Much of our job as scientists consists of writing papers. I am not saying this because a strong publication list is good for our careers (though it definitely is). I am saying this because in my experience 90% of the real work on the project happens while "writing the paper".

It is during paper preparation that technical results are checked and cross-checked and triple-checked, unveiling bugs and misconceptions. It is during paper preparation that students are forced to assign physical significance to their results in that dreaded "Discussion" section. It is during paper preparation that students are forced to go back to the literature and understand the background and motivation for their projects in order to write the even more dreaded "Introduction" section.

Beyond a certain point in the project there is almost no point in mulling over the results without a draft: only by writing and editing the discussion of your results can you gain further understanding of them. Writing gives you clarify of thought. This is why one of my colleagues says to his students: "I speak only pdf".

Everybody learns to write papers differently, however, no matter what the learning process is, it all begins with the first draft. In order to constitute meaningful progress, the first draft needs to contain a minimal volume of material. In my experience there is no point in editing the draft until the volume of material is at least 75% of the volume of the final paper. Until the minimal volume is achieved, don't edit sentences -- add sentences.
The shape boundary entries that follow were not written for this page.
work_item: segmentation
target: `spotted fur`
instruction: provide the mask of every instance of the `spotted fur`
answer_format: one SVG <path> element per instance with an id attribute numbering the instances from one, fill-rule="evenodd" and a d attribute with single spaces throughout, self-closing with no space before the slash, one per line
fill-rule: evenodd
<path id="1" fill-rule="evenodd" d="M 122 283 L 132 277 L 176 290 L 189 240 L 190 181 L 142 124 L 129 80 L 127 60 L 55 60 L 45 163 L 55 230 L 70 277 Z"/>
Don't know what the "final" volume of your paper will be? Check out the best papers that you read recently in your subject. Pick the median paper. Do a page count, a figure count, a word count if that helps. That's your "final paper" size estimate.

Setup for the first draft

Create your paper.tex file from a template. Use one of the standard professional formats (e.g., aastex6) from the very beginning. If you don't already have a template, they are available from the aastex6 website, or any source file for a properly formatted pdf from arXiv will do. Compile your file often. It should always compile without errors or warnings. Fix them as they arise. If you still need a template, a really bare-bones one is available here.

Structure: many of our papers are formulaic, and as there are good reasons for it there is usually no point in re-inventing the wheel and in thinking up something new and clever. Section 1 is "Introduction". Section 2 is either "Observations and data reductions" or "Model setup" (depending on whether your paper is on observations or theory). Section 3 -- "Results of the analysis" or a meaningful title -- will have most of the science plots. Section 4 is "Discussion". Section 5 is "Conclusions". Sometimes for a longer paper you end up having two sections with science plots instead of one, so 6 sections in total. But if you have more than that, you are probably trying to squeeze too much into one paper (or should reorganize your sections).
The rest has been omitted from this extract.